Die beiden anderen Angeklagten stellten sich als Mitläufer dar. Einer dieser beiden, ein 24-jähriger Maurer, sagte aus, er habe früher gedacht, Loyalität sei für eine Freundschaft wichtiger als Ehrlichkeit.
Rechtsextreme Szene in der Schweiz
Das Schweizer Bundesamt für Polizei schreibt im «Bundesgesetz über Massnahmen gegen Rassismus, Hooliganismus und Gewaltpropaganda» aus dem Jahr 2001, dass die rechtsextremen Vorfälle in der Schweiz zwischen 1993 und 1997 deutlich abgenommen hätten.
«Seit 1999 war wieder eine beunruhigende Verstärkung der rechtsextremen Szene mit Schweizgewicht bei den Skinheads zu beachten,» heisst es da weiter.
Erst kürzlich versuchte in Burgdorf im Kanton Bern ein Schweizer unter falschem Namen eine städtische Lokalität zu mieten, um ein Neonazi-Fest abzuhalten.
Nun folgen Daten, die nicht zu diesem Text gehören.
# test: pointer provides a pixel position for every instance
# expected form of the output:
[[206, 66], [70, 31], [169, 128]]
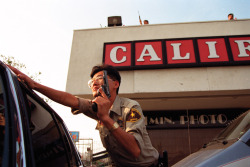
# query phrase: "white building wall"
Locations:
[[165, 89]]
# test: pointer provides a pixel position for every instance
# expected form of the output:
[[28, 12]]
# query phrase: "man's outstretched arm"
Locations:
[[61, 97]]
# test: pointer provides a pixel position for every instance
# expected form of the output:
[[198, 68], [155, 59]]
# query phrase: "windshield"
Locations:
[[236, 128]]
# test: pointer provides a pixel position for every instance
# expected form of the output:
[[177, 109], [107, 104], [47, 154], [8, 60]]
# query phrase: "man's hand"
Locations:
[[103, 104], [23, 77]]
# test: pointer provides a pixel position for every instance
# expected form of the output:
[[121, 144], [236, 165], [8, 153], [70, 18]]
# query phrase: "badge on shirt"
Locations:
[[134, 115], [120, 122]]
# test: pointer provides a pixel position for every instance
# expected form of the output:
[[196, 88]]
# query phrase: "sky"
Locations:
[[39, 33]]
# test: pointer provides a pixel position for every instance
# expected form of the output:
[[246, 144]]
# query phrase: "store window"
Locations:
[[183, 132]]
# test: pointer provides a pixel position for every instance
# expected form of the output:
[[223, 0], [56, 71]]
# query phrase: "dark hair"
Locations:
[[111, 71]]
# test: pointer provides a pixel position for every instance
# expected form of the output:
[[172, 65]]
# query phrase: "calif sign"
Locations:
[[167, 53]]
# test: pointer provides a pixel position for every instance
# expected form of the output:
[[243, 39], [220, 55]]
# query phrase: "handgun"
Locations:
[[105, 88]]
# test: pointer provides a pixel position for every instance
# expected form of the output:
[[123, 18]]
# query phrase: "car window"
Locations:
[[48, 145], [2, 119]]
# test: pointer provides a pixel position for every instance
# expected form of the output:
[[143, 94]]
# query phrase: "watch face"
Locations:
[[116, 125]]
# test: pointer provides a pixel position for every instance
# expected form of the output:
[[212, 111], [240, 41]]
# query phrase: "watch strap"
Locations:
[[114, 126]]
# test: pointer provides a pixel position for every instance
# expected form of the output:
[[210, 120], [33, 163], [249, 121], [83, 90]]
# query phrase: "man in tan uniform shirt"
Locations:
[[120, 120]]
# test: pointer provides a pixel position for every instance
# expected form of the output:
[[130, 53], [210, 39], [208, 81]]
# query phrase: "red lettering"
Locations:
[[212, 50], [240, 48], [179, 52], [148, 53]]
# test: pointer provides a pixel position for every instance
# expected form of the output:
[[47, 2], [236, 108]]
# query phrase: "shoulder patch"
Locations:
[[134, 115]]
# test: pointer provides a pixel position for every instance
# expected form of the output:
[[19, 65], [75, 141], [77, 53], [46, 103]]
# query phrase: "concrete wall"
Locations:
[[165, 89]]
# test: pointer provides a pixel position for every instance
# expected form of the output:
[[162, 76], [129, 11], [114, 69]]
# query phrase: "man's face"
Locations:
[[97, 81], [230, 17]]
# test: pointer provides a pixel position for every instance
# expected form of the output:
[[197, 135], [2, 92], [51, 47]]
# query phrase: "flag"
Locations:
[[140, 18]]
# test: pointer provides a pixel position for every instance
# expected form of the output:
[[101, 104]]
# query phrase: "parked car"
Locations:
[[31, 132], [230, 148]]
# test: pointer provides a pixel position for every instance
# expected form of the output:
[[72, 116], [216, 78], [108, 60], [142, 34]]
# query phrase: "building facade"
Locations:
[[190, 79]]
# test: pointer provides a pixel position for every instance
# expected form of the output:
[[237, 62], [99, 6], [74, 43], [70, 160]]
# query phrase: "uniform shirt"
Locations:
[[128, 114]]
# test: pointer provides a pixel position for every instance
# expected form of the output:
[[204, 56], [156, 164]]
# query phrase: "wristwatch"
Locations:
[[115, 126]]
Die Stadt verweigerte die Bewilligung.
Kurzerhand stellen die Organisatoren ausserhalb des Ortes ein Partyzelt auf und liessen das Fest mit 300 Neonazis zu Klängen der deutschen Band Oidoxie steigen. Gegen die Band ermittelt die Schweizer Staatsanwaltschaft.
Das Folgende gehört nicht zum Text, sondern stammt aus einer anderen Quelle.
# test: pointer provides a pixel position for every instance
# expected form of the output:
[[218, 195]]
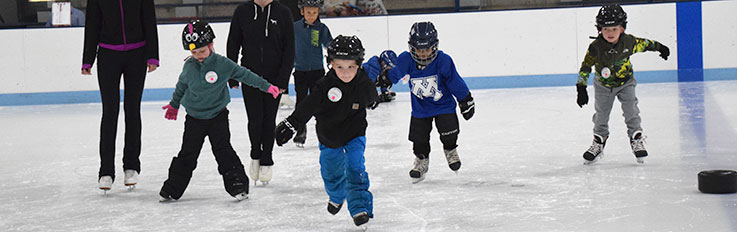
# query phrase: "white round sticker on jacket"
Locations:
[[334, 94], [605, 72], [211, 77]]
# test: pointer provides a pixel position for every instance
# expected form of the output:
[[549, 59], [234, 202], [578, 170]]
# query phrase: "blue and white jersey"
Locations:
[[433, 88]]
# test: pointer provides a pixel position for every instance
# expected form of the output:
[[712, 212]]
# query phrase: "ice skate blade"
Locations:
[[241, 197]]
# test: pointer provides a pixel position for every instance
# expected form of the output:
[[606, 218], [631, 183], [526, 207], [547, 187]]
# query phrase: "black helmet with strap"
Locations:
[[423, 35], [611, 15], [346, 48], [197, 34], [314, 3]]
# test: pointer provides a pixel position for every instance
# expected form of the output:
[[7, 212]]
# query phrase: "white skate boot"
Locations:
[[254, 169], [596, 151], [105, 183], [360, 219], [241, 196], [638, 146], [420, 168], [285, 101], [454, 162], [265, 174], [131, 179]]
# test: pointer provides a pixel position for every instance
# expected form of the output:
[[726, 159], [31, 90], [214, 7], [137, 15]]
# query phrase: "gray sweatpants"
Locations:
[[603, 105]]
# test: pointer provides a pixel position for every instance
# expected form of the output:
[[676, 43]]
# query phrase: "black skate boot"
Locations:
[[420, 168], [638, 146], [165, 197], [301, 137], [387, 96], [334, 208], [360, 218], [596, 151], [454, 162]]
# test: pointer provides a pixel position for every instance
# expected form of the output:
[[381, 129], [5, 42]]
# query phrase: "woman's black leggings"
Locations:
[[110, 66]]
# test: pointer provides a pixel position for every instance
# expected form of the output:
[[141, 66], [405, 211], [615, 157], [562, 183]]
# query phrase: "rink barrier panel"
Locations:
[[528, 81], [506, 53]]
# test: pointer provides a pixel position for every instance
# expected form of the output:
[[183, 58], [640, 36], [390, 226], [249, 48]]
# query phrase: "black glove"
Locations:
[[372, 105], [383, 80], [284, 131], [583, 95], [664, 52], [467, 107]]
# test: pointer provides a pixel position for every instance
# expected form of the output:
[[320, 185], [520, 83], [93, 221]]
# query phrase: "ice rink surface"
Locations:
[[522, 170]]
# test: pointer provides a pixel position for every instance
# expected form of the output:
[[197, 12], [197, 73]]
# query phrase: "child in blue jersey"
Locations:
[[339, 102], [435, 86], [310, 36], [378, 66], [202, 89]]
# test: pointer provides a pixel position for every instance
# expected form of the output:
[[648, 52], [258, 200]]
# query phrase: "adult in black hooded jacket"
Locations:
[[262, 32]]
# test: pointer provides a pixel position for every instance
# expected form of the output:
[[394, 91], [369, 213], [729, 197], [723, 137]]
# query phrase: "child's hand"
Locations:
[[152, 67], [275, 91], [467, 107], [583, 95], [171, 112], [372, 105], [664, 52]]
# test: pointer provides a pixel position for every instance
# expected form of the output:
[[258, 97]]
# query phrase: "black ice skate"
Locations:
[[334, 208], [131, 179], [454, 162], [638, 146], [165, 197], [360, 219], [419, 170], [241, 196], [596, 151], [105, 183], [301, 137], [387, 96]]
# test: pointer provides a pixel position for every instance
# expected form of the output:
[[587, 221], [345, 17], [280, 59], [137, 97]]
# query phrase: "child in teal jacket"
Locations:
[[203, 90]]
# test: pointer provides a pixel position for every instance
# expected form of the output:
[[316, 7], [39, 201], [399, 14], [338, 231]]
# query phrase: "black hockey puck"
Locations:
[[718, 181]]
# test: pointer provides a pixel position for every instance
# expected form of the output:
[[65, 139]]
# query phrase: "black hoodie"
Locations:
[[266, 46], [120, 24], [339, 108]]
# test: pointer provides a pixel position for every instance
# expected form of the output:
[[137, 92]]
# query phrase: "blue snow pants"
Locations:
[[345, 177]]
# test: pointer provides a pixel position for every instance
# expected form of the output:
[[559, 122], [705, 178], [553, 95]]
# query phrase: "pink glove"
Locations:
[[273, 90], [171, 113]]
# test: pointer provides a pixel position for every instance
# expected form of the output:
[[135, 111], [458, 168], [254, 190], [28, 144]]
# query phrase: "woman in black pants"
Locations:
[[262, 31], [122, 35]]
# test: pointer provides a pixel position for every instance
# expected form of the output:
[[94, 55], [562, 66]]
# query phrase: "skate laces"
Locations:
[[421, 165], [452, 156], [596, 148], [638, 144]]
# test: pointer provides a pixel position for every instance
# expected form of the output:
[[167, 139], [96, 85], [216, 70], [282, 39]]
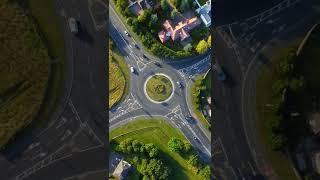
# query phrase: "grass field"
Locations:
[[277, 160], [158, 132], [159, 88], [201, 87], [27, 91], [118, 76]]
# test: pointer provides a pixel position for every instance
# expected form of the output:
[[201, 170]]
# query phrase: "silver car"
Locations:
[[73, 25]]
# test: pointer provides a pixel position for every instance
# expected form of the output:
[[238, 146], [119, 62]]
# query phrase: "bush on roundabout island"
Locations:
[[159, 88]]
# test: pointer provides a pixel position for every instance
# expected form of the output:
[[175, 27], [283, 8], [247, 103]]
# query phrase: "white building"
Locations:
[[205, 12]]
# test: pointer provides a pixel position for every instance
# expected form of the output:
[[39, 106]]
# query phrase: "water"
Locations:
[[228, 11]]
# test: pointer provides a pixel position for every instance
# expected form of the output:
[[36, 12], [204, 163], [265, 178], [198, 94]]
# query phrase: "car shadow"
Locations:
[[84, 35]]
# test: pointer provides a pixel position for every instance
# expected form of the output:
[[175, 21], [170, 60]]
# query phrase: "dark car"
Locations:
[[157, 64]]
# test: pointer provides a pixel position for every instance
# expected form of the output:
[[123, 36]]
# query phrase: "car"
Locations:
[[221, 75], [132, 69], [157, 64], [179, 84], [195, 138], [73, 25]]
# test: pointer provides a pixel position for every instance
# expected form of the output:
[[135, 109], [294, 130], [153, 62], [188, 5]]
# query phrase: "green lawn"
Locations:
[[50, 28], [200, 87], [35, 38], [118, 76], [202, 2], [158, 132], [159, 88]]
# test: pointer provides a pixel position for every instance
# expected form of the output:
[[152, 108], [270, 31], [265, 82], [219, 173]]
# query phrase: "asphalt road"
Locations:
[[74, 141], [241, 49], [137, 105]]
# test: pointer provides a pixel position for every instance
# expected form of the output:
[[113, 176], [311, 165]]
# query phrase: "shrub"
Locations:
[[174, 13], [202, 47]]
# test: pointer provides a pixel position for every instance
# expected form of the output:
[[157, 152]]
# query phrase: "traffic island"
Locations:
[[158, 88]]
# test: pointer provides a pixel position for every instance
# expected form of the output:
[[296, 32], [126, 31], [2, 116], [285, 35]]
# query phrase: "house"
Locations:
[[137, 6], [118, 168], [180, 31], [205, 13], [122, 169]]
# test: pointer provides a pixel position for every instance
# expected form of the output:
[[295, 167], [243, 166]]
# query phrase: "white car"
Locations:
[[73, 25], [179, 84], [132, 69]]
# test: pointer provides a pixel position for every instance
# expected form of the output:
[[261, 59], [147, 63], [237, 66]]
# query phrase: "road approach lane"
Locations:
[[239, 45], [78, 132]]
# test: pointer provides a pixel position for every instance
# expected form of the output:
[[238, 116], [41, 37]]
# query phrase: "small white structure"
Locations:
[[122, 169], [205, 13]]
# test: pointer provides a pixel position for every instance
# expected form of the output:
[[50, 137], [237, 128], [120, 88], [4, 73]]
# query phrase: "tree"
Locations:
[[164, 5], [136, 145], [152, 150], [187, 147], [296, 84], [174, 13], [122, 4], [144, 17], [187, 47], [193, 160], [129, 21], [153, 18], [205, 173], [175, 145], [202, 47], [176, 3], [184, 6], [209, 41]]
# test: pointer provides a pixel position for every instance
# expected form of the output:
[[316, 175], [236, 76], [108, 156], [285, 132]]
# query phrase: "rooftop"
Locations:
[[181, 30]]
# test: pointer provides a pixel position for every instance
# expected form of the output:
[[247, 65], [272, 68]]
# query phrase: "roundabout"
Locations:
[[158, 88]]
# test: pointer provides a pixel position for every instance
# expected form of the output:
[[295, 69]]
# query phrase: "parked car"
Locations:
[[126, 33], [221, 75], [195, 138], [157, 64], [179, 84], [73, 25]]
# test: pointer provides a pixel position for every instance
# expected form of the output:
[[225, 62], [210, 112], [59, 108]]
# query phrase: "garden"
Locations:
[[148, 24]]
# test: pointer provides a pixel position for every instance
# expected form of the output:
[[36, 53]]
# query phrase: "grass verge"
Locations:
[[158, 132], [30, 48], [50, 29], [119, 76], [200, 88]]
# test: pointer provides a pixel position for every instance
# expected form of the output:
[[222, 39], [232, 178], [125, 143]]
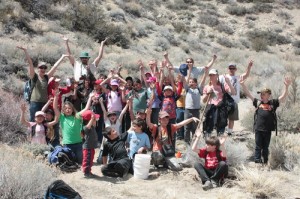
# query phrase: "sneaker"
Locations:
[[89, 175], [207, 185], [214, 183]]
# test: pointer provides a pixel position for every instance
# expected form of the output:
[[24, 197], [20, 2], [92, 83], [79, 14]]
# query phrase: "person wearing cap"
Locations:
[[39, 94], [161, 137], [265, 118], [90, 141], [196, 72], [38, 130], [216, 114], [54, 83], [82, 67], [234, 79], [115, 147]]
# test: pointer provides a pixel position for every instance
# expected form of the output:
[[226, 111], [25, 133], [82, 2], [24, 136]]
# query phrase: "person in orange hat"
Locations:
[[90, 141]]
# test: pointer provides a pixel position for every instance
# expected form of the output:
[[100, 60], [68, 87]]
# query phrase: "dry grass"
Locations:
[[22, 176]]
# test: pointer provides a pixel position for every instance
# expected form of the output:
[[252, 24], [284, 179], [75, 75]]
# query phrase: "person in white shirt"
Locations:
[[234, 79]]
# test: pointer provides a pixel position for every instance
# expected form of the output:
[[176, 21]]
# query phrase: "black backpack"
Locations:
[[60, 190]]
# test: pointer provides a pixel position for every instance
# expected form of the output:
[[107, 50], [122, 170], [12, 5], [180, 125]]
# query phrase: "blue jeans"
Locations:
[[180, 118], [191, 127], [35, 107], [262, 142], [77, 149]]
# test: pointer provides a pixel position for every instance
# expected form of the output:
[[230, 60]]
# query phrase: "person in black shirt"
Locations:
[[120, 163], [264, 122]]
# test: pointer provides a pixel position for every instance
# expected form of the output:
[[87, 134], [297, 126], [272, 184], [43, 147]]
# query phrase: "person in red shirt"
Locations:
[[214, 154]]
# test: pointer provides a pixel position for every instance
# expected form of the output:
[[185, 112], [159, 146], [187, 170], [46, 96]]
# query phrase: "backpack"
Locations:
[[273, 110], [60, 190], [64, 158], [29, 86], [227, 101]]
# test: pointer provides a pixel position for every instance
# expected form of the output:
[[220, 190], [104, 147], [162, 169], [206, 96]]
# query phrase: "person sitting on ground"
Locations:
[[163, 138], [39, 95], [38, 129], [214, 154], [120, 164], [265, 118], [137, 141], [90, 141]]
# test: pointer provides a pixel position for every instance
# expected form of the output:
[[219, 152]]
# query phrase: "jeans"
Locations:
[[77, 149], [191, 127], [35, 107], [180, 118], [262, 142], [212, 174]]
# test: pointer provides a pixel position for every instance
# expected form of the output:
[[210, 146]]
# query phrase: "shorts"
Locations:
[[235, 115]]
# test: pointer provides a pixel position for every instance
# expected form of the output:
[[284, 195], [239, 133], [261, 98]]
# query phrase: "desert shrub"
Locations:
[[259, 44], [117, 15], [11, 130], [180, 27], [223, 27], [132, 8], [296, 44], [259, 183], [234, 156], [207, 19], [178, 5], [284, 151], [262, 8], [298, 31], [236, 10], [224, 41], [22, 176]]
Einzige Liste zu Rassismus
Hans Stutz ist Journalist und beobachtet seit 1989 die Entwicklung der rechtsextremen Szene in der Schweiz.
Stutz verfasst seit 1994 im Auftrag der Stiftung gegen Rassismus und Antisemitismus (GRA) eine Chronologie rassistischer Vorfälle in der Schweiz. Es ist bisher die einzige Auflistung von Vorfällen über eine längere Periode, die der Öffentlichkeit zugänglich ist.
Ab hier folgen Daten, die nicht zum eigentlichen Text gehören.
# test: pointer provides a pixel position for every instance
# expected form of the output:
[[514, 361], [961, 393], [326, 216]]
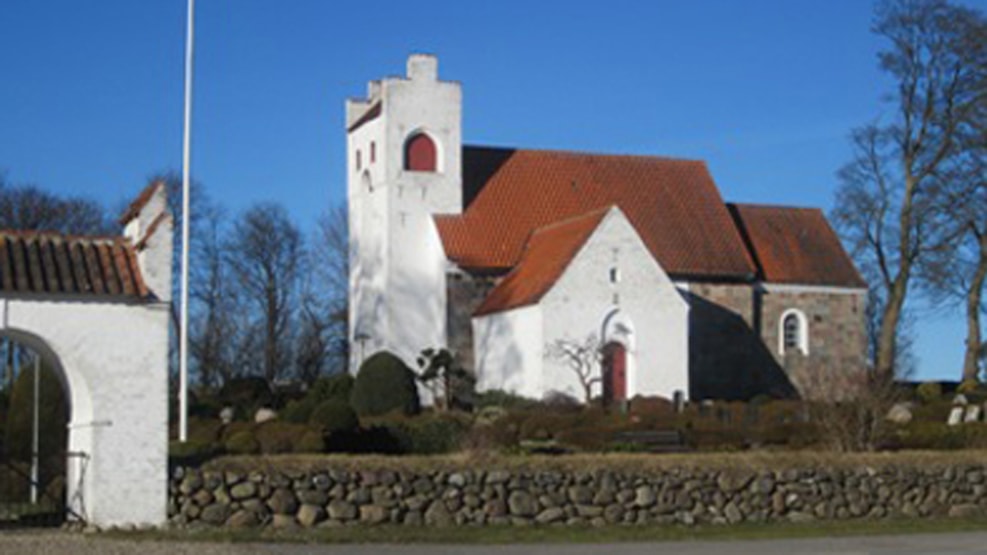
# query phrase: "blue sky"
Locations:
[[765, 91]]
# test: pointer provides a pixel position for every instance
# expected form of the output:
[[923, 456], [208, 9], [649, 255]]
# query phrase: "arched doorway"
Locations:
[[96, 309], [614, 373], [34, 417]]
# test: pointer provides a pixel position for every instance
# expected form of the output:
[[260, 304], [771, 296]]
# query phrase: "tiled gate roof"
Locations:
[[47, 263]]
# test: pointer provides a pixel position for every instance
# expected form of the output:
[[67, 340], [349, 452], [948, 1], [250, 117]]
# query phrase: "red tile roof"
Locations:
[[545, 258], [795, 245], [673, 204], [46, 263]]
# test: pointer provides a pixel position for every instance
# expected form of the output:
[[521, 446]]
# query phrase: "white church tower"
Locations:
[[403, 166]]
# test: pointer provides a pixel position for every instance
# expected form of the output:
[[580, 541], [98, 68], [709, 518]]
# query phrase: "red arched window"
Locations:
[[419, 154]]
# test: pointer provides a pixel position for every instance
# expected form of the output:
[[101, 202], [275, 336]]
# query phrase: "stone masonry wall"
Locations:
[[727, 357], [679, 495], [465, 292], [734, 341], [837, 338]]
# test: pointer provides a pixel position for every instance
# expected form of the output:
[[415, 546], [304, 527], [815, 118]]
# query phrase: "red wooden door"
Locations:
[[614, 373]]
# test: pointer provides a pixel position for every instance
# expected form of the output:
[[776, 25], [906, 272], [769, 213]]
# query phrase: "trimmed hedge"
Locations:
[[242, 443], [384, 385], [334, 416]]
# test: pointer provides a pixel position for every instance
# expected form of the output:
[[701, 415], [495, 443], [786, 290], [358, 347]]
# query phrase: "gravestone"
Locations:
[[972, 414], [955, 416]]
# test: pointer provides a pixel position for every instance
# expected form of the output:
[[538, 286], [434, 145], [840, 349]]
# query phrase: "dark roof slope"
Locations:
[[545, 258], [673, 204], [134, 208], [44, 263], [795, 245]]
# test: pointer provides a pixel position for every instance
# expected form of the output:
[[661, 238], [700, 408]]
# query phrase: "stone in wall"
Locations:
[[727, 357], [673, 496]]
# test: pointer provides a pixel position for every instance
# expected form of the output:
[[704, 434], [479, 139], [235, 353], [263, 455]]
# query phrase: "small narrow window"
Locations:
[[791, 331], [794, 333], [420, 154]]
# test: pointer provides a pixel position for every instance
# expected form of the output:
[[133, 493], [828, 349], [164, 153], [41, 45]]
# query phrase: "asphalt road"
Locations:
[[16, 543]]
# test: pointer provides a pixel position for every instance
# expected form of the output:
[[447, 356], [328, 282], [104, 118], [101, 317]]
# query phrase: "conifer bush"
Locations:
[[384, 385], [334, 416]]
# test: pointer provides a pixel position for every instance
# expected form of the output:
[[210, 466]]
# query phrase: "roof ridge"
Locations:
[[569, 220], [773, 206], [33, 233], [556, 151], [133, 210]]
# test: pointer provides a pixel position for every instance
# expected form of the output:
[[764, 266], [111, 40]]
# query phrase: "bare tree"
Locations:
[[266, 254], [957, 274], [28, 207], [213, 326], [584, 358], [888, 203]]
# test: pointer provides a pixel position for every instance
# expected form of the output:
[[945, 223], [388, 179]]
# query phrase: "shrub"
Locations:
[[246, 395], [312, 441], [242, 443], [334, 416], [968, 386], [503, 399], [298, 411], [929, 391], [560, 400], [337, 386], [429, 434], [277, 437], [385, 384], [205, 430], [192, 451]]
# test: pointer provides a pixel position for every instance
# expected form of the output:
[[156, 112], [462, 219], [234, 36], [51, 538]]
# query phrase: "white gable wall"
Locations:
[[397, 263], [114, 359], [511, 346], [507, 347], [583, 300]]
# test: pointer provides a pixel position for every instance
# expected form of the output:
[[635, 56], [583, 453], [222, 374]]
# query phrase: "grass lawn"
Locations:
[[562, 534]]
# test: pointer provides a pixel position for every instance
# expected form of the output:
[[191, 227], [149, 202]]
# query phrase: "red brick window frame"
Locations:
[[420, 154], [793, 332]]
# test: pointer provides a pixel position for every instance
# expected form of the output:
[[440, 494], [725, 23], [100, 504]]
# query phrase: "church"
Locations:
[[507, 255]]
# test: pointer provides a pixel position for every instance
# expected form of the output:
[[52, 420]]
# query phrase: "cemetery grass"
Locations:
[[558, 534]]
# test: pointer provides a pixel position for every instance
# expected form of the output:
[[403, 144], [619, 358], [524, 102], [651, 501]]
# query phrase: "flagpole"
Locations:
[[186, 157]]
Die Liste nennt für das Jahr 2004 bislang fünf gravierende Fälle in der Schweiz. Im 2003 waren es 105 und 2002 rund 120 Vorfälle. Die Liste reicht unter anderem vom verbalen Rassismus über das Verbreiten von rassistischen Schriften, Leugnen des Holocaust bis hin zu Angriffe auf die körperliche Integrität.
swissinfo und Agenturen
Die Zahl der rechtsextrem motivierten Vorfälle blieb laut dem Sicherheitsbericht 2002 des Bundesamtes für Polizei mit rund 120 Vorfällen stabil.
Die rechtsextreme Szene zähle gegen 1000 Anhänger.
Verschiedentlich sei es zu Auseinandersetzungen zwischen Skinheads und jungen Ausländern sowie zu gewalttätigen Konfrontationen zwischen Rechts- und Linksextremen gekommen.